12 juin 2018
Dossier spécial : La politique, une affaire de famille
Un mentor pour défricher la voie
Par: Julie Lambert

Diane De Tonnancourt (Photo : Julie Lambert)

Martin Cournoyer (Photo : Julie Lambert)

Le journal Les 2 Rives présente une série de reportages mettant à l’honneur des familles de la MRC de Pierre-De Saurel qui se sont impliquées en politique municipale. Que ce soit un père ou une mère à la mairie, un frère, une sœur ou des enfants sur le conseil municipal, ils partagent tous cette passion qui est dans leur sang de génération en génération.

Le conseiller municipal de Sainte-Victoire-de-Sorel Martin Cournoyer et la mairesse de Yamaska Diane De Tonnancourt ont tous les deux un point commun : au moins un membre de leur famille a siégé à la table de leur conseil municipal. S’ils n’ont pas pu le faire au même moment que leur mentor, ils ont beaucoup appris d’eux avant de faire le saut en politique.

Publicité
Activer le son

À lire aussi:
– Trois générations de Salvas passent à la table du conseil municipal à Saint-Robert
– Les Péloquin tombés dans la marmite politique dès leur enfance

La mairesse de Yamaska Diane De Tonnancourt compte autour d’elle plusieurs proches qui ont été en politique, dont son père Marcel De Tonnancourt qui a été lui aussi été conseiller municipal, mais pour l’ancienne municipalité de St-Michel d’Yamaska à la fin des années 70. Son beau-père, Raymond Mondou, a également été maire et son oncle Michel conseiller municipal.

Déjà impliquée divers comités scolaires et municipaux, elle rencontrait beaucoup de personnes en politique, souligne-t-elle. C’est toutefois son beau-père qui lui a donné le goût d’en faire plus. Il est décédé alors qu’elle déposait sa candidature comme conseillère municipale.

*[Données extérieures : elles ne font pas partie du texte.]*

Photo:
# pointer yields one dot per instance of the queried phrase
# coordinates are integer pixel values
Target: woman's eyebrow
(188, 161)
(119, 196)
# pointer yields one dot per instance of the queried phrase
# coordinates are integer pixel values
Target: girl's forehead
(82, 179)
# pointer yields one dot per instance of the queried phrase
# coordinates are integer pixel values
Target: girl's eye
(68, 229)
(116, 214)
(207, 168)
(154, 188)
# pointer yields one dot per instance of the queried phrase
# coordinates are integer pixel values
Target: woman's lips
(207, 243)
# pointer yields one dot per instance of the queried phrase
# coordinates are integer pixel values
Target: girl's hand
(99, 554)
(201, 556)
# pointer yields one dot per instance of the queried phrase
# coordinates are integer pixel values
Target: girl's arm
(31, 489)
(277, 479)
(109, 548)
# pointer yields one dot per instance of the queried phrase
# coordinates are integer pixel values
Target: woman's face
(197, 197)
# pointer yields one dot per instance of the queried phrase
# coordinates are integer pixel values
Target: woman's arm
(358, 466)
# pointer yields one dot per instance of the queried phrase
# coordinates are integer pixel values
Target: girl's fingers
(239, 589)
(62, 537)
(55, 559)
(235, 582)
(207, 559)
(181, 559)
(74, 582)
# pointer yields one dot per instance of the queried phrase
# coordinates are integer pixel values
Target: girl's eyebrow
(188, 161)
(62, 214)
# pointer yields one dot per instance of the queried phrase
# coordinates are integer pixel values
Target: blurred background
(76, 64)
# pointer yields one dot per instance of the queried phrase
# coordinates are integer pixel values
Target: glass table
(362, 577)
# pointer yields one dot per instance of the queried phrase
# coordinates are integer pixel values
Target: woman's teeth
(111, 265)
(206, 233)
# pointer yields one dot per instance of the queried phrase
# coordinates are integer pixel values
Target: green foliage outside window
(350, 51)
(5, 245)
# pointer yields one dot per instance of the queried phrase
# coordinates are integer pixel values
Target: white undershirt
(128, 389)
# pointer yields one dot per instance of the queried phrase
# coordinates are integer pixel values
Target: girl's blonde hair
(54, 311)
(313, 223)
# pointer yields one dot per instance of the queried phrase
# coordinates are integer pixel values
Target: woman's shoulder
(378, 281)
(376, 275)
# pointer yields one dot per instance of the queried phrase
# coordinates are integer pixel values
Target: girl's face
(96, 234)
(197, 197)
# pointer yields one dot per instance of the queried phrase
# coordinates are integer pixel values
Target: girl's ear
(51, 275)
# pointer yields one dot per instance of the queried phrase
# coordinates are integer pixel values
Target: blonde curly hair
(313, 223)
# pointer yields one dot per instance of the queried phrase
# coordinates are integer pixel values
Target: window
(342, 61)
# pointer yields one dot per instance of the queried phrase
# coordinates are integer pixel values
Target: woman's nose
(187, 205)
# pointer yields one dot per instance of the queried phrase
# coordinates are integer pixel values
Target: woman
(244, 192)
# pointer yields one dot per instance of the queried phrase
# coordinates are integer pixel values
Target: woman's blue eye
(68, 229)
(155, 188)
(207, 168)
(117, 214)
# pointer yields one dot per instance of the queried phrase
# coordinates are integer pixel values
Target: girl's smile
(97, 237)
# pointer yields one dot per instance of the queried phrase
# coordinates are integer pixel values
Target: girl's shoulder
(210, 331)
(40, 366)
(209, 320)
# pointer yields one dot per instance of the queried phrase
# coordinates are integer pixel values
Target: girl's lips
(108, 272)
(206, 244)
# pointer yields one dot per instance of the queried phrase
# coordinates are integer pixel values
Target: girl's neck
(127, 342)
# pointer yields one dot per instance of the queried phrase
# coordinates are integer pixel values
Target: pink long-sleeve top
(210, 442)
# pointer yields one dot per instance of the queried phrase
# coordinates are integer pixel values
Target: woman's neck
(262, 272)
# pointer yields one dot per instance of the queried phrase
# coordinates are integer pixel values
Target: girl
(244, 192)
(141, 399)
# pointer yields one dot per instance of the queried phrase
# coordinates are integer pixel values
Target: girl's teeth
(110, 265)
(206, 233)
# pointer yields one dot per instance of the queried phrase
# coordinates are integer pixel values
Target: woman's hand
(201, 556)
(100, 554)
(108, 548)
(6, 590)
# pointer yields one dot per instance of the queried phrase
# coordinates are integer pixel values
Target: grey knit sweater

« J’ai eu la piqûre en jasant avec mon beau-père. Il était très proche de ses citoyens. Il a eu à faire face à une seule élection pendant tous ses mandats de 1971 à 2005. J’avais passé la journée avec lui et je m’étais occupée du pointage des bulletins de vote lors de sa dernière campagne en 2005 », explique-t-elle.

Selon elle, ce n’est pas nécessairement un gène familial d’être intéressée par la politique municipale, c’est surtout une question d’implication. Elle avait un intérêt pour sa municipalité et un désir de vouloir la développer.

« On est quatre filles à la maison et je suis la seule en politique. Je n’ai pas pu vivre tous ces moments avec mon père, mais je suis certaine qu’il aurait été fier de moi quand j’ai été élue mairesse, surtout que je suis la première femme à l’avoir été à Yamaska », se réjouit-elle.

Des conseils à suivre

Le parcours en politique du conseiller Martin Cournoyer est plus récent puisqu’il a été impliqué 24 ans à l’Union des producteurs agricoles (UPA) Richelieu-Yamaska. Il effectue actuellement son deuxième mandat à la municipalité de Sainte-Victoire-de-Sorel.

Il ne s’est pas intéressé au monde politique même si son père a été impliqué au niveau fédéral et que sa mère Solange Cournoyer a été mairesse pendant 21 ans à Sainte-Victoire, de 1972 à 2013.

« C’était pour moi une autre expérience de vie. Je me suis dit qu’en étant à la municipalité, je pourrais prendre part aux décisions. Nous avions tous été très surpris quand ma mère s’est lancée en politique puisqu’elle avait toujours été très réservée. J’entendais un peu parler de certains dossiers à la maison, mais elle était très discrète. Cela ne nous a pas empêchés à l’époque d’avoir plusieurs discussions très animées, elle n’a pas toujours pris sur notre bord », dit-il en riant.

Il ne voyait pas d’intérêt de se présenter avant qu’elle quitte la politique parce qu’ils ne partageaient pas les mêmes idées. Martin Cournoyer a toutefois pu bénéficier de plusieurs de ses conseils, surtout lorsqu’il y a des dossiers chauds à la municipalité.

« Elle m’a toujours dit : Martin, si tu prends soin des gens, tu vas être là longtemps. Je tiens aussi d’elle sur sa façon de gérer des dossiers. Je suis négociateur, même si je dis ma façon de penser. Elle me disait aussi : si tu vas en politique pour faire plaisir à tout le monde, n’y va pas. Tu dois seulement faire de ton mieux avec tes connaissances », conclut-il.